PGCIL will issue its 17% stake through FPO. This includes 13% fresh equity and 4% stake sale by the government. The government will sell 18.51 crore shares in the public sector company.
The company will issue fresh 60.18 crore shares through the offer. At current market valuations, the FPO is likely to raise close to Rs.7,500 crore. After FPO, the government shareholding in the company will reduce to 57.89% from 69.42%. The company may fetch close to Rs.5,700 crore while the government will get an estimated Rs.1,700 crore.

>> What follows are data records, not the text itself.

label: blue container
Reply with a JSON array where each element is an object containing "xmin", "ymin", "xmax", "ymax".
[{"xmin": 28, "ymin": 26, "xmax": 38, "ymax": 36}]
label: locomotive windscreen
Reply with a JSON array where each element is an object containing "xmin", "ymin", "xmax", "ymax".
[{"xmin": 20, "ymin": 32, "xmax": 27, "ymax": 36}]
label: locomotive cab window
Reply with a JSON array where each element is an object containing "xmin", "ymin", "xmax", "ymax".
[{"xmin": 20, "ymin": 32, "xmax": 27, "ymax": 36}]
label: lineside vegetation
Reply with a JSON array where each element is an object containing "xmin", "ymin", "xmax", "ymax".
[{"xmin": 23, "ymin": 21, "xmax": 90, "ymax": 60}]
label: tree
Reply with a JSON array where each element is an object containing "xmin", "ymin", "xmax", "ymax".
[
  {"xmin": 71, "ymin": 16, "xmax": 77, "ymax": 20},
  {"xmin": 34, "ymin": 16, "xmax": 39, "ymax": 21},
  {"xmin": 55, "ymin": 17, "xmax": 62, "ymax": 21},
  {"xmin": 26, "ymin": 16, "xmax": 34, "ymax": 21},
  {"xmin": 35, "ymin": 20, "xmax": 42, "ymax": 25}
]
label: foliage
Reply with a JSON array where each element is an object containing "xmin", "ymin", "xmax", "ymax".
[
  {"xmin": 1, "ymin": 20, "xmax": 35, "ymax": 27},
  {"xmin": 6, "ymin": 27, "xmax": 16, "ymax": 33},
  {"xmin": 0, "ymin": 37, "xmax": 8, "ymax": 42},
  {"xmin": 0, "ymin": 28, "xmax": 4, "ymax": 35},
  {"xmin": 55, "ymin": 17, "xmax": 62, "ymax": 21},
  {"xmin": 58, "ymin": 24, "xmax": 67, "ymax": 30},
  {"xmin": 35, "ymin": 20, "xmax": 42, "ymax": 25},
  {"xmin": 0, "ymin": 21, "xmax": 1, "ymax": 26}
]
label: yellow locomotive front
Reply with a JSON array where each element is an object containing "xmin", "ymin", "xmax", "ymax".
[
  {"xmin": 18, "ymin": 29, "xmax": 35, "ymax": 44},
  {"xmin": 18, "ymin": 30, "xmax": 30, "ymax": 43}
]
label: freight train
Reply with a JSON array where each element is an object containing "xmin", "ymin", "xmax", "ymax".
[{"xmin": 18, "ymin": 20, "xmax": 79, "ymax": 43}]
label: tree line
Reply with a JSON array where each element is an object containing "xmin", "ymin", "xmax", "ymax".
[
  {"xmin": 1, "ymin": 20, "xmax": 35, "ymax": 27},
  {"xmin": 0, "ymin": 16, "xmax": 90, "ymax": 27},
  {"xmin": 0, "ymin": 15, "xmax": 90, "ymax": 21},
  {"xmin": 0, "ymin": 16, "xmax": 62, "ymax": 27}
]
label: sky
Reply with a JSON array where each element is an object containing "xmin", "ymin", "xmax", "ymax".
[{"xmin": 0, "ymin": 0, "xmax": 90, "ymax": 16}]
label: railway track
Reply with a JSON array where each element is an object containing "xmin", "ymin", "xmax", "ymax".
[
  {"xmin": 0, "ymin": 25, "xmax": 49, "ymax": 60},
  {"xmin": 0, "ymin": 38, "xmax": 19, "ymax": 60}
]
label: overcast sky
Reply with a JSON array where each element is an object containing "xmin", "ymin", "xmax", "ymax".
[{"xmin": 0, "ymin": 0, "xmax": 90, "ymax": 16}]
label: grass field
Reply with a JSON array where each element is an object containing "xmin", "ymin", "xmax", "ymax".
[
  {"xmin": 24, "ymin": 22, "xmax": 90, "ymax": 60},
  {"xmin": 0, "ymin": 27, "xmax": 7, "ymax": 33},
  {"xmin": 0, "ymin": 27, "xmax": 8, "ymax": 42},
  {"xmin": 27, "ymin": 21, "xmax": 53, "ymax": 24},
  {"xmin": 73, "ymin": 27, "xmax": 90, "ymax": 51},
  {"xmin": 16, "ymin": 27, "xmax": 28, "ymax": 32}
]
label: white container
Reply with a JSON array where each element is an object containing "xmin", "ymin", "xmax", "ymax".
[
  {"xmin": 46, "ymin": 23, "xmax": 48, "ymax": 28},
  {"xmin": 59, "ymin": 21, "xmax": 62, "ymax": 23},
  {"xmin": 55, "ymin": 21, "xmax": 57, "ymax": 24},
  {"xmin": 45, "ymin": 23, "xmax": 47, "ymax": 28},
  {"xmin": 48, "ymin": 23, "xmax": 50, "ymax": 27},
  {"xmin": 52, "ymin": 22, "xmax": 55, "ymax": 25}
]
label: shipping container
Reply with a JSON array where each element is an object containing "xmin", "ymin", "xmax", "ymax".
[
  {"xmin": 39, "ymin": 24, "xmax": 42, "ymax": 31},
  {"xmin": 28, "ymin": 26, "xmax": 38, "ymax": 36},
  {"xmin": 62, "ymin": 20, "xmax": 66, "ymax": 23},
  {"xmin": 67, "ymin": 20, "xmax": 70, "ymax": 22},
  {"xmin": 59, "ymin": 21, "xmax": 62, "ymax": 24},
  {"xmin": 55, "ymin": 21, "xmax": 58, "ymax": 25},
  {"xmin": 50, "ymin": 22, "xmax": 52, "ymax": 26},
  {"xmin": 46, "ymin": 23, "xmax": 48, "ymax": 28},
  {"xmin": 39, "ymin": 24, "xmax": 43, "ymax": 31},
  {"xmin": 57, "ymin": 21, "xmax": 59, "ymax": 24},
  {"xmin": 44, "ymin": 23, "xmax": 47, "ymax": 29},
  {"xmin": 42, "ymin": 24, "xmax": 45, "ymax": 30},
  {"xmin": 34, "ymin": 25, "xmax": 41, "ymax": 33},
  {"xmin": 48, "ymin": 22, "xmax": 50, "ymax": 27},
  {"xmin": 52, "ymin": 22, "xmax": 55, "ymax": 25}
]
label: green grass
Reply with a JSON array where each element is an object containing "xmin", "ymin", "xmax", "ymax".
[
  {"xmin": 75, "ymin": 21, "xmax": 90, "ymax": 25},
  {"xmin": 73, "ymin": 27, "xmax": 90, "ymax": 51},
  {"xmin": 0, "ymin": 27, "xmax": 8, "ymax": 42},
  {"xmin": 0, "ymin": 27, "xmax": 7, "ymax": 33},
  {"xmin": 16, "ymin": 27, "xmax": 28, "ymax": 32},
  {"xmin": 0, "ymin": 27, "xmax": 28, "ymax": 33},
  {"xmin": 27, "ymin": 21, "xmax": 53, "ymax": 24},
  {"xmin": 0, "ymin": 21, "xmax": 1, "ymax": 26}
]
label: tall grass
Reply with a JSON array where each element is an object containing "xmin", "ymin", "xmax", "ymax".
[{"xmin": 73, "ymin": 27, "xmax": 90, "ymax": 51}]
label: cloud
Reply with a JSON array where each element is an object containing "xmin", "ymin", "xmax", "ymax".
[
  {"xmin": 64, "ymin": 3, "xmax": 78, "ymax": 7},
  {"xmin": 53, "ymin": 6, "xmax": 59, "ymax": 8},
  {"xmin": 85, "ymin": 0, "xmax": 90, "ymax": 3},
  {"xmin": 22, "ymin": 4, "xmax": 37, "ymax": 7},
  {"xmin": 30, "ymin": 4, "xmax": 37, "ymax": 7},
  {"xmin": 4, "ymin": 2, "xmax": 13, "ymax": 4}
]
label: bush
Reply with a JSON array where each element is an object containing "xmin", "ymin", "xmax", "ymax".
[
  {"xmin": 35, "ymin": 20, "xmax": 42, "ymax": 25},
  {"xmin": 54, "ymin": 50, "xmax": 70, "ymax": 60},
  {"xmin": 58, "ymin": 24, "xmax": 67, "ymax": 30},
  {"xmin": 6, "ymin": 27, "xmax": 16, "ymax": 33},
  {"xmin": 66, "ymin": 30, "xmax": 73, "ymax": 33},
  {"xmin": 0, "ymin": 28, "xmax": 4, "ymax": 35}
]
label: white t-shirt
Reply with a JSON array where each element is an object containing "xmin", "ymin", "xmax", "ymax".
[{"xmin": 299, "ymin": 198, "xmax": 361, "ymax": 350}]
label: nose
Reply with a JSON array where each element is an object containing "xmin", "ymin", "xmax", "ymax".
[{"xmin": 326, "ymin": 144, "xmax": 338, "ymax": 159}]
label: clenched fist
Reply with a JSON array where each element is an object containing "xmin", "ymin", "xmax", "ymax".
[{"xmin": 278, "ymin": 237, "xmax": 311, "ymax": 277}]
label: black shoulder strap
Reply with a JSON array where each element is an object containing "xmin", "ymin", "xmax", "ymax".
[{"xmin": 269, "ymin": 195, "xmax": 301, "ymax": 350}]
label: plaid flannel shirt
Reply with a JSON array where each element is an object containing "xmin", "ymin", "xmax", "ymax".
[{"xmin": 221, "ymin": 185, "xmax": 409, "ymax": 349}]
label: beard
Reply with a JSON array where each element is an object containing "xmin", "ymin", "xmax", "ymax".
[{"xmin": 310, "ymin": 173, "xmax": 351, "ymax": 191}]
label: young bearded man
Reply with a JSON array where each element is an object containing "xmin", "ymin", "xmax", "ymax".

What is Follow-on Public Offer (FPO)?
It is an issuing of shares to investors by a public company that is already listed on an exchange. An FPO is essentially a stock issue of supplementary shares made by a company that is already publicly listed and has gone through the IPO process.
How FPO is different from IPO?
FPOs should not be confused with IPOs, as IPOs are the Initial Public Offering of equity to the public while FPOs are supplemantary issues made after a company has been established on an exchange.
Types of FPOs:
It can be of two types or mixture of the two:
- Dilutive FPO
How FPO is different from Secondary Offering?
A secondary offering is an offering of securities by a shareholder of the company (as opposed to the company itself, which is a primary offering). A follow on offering is preceded by release of prospectus similar to IPO: Follow-on Public Offer (FPO).
A secondary market offering is a registered offering of a large block of a security that has been previously issued to the public. The blocks being offered may have been held by large investors or institutions, and proceeds of the sale go to those holders, not the issuing company. A secondary offering is not dilutive to existing shareholders since no new shares are created. The proceeds from the sale of the securities do not benefit the issuing company in any way.